Yo estaba de visita en el nuevo apartamento de mi hermana. Ella estaba ocupada en la cocina preparando la cena mientras yo me quitaba el abrigo en el salón. Un sobre abierto en la bandeja del correo llamó mi atención: la dirección era la de un convento de hermanas clarisas. Al domingo siguiente tomé un tren y me planté ante la puerta de la iglesia del convento, donde tenía intención de asistir a misa. Había llegado con una hora de antelación, pero la puerta estaba abierta y decidí echar un vistazo. La iglesia estaba sumida en la oscuridad y no vi a nadie; pero entonces escuché un saludo proviniente de uno de los laterales. Me giré y allí estaba ella, encendiendo unos cirios. Iba vestida de monja con un tocado blanco de novicia, pero una vez más la reconocí de inmediato. Mi plan era asistir a misa con la esperanza de verla pero sin que ella se diera cuenta de mi presencia, de modo que retrocedí y salí de la iglesia con el corazón palpitante. Para tranquilizarme, fui a dar un paseo por los viñedos que rodeaban el convento, y a la hora de la misa regresé. Esta vez había muchos feligreses reunidos frente a la iglesia. Fui de los últimos en entrar. Me senté en uno de los laterales, descubriendo con satisfacción que, como yo había previsto, las monjas estaban presentes. Ocupaban los dos primeros bancos, lo que me permitía contemplar a Blanca sin que ella me viera. Pensé con alegría que, mientras viviera, no dejaría de asistir a esa misa todos los domingos. Sin embargo, ocurrió un imprevisto, y es que Blanca salió a leer la primera lectura del Evangelio. Allí estábamos de nuevo cara a cara, nuestros ojos se encontraron ... Mi intención de pasar desapercibido se había ido al garete. Sin embargo, no por eso dejé de acudir puntualmente a mi "cita" todos los domingos. Pero, a medida que pasaban las semanas, nuestra peculiar relación basada en miradas de complicidad se hizo cada vez más evidente. Entonces, un día recibí una carta de la madre superiora del convento, en la que me pedía que, por el bien de Blanca, dejara de asistir a misa en esa iglesia. Desde entonces han pasado más de veinte años y no he vuelto a verla.
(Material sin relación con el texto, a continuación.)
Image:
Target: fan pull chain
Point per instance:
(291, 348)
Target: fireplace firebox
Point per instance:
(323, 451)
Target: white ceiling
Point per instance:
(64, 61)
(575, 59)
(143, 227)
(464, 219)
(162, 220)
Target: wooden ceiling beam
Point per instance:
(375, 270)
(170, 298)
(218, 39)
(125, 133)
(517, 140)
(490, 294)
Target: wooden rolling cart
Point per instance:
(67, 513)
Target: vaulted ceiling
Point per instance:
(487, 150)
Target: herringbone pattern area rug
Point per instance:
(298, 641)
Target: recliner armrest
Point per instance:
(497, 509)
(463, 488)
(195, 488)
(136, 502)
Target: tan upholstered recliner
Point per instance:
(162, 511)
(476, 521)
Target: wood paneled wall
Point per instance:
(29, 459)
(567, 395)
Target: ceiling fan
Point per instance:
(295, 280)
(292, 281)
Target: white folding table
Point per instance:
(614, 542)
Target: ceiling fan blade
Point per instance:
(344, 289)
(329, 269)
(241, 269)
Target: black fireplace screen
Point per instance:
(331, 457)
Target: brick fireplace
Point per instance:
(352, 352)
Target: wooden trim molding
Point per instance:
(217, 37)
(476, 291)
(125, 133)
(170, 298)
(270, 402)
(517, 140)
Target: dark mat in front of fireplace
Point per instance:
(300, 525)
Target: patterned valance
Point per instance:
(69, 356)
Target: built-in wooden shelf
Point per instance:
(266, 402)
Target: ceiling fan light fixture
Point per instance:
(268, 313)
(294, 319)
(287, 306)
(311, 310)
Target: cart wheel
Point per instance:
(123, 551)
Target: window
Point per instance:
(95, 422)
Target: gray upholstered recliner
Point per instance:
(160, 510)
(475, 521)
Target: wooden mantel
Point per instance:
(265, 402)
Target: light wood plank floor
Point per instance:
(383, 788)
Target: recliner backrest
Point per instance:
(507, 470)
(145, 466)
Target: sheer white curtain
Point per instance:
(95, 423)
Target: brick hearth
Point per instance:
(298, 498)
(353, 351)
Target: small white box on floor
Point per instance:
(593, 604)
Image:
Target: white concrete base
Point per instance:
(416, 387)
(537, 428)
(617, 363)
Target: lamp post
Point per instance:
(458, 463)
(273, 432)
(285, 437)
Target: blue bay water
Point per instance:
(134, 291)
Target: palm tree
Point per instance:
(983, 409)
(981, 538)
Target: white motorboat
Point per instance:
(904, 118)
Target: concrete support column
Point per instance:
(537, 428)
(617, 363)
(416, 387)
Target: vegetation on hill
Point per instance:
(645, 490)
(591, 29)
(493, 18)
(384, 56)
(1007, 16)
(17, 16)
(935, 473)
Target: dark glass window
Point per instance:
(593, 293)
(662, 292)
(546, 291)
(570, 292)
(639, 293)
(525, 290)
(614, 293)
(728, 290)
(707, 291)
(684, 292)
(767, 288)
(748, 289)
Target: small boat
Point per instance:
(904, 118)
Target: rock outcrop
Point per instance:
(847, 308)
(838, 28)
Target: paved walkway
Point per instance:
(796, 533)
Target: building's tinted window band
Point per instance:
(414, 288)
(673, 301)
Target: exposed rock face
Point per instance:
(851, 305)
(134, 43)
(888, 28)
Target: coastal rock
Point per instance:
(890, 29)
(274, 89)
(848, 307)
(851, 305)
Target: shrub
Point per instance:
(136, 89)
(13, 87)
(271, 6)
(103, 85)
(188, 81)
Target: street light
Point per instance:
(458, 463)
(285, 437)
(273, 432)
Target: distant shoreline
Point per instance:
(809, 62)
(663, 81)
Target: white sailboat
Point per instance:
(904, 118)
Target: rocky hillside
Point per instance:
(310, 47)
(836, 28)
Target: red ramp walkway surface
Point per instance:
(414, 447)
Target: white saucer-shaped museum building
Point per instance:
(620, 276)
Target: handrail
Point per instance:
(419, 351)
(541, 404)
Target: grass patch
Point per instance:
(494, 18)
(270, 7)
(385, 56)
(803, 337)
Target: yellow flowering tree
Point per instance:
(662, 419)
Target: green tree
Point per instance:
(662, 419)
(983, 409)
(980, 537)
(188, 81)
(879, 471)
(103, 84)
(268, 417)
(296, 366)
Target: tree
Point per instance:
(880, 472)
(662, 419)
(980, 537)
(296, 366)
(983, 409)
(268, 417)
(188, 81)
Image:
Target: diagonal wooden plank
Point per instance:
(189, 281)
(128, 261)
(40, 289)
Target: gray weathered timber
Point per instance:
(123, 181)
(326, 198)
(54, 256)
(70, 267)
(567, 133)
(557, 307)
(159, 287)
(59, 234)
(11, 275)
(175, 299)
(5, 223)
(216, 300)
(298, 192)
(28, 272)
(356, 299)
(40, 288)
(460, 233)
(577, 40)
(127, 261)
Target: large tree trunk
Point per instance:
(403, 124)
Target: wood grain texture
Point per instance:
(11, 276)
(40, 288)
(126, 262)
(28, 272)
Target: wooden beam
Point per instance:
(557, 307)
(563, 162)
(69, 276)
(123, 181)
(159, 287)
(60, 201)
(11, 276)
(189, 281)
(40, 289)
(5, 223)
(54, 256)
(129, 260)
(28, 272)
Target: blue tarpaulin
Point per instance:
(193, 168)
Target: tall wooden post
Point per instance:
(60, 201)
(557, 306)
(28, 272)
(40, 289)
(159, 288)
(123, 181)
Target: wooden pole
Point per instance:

Pero hace siete años sentí de pronto la necesidad de hacer averiguaciones, y me enteré de que, junto con otras monjas de su convento, Blanca acababa de ser trasladada a otra provincia, a un monasterio centenario que precisaba de monjas jóvenes que relevaran a las ancianas que lo habitaban. Solicité unas vacaciones y nuevamente tomé un tren, esta vez con un destino más lejano. De nuevo me planté ante la puerta de la iglesia del convento donde residía Blanca. De nuevo abrí la puerta lentamente ... pero de pronto la emoción me embargó y fui incapaz de entrar.

Regresé a Barcelona al cabo de unos días, triste porque sabía que no volvería a verla, al menos en esta vida. Pero recordé que ella siempre estaba feliz y tenía una fe ciega en el futuro brillante que a todos nos aguarda al final de nuestro peregrinaje por la Tierra. Así que me recobré, y ahora estoy feliz, a la espera de ese futuro luminoso en el que también yo creo ciegamente.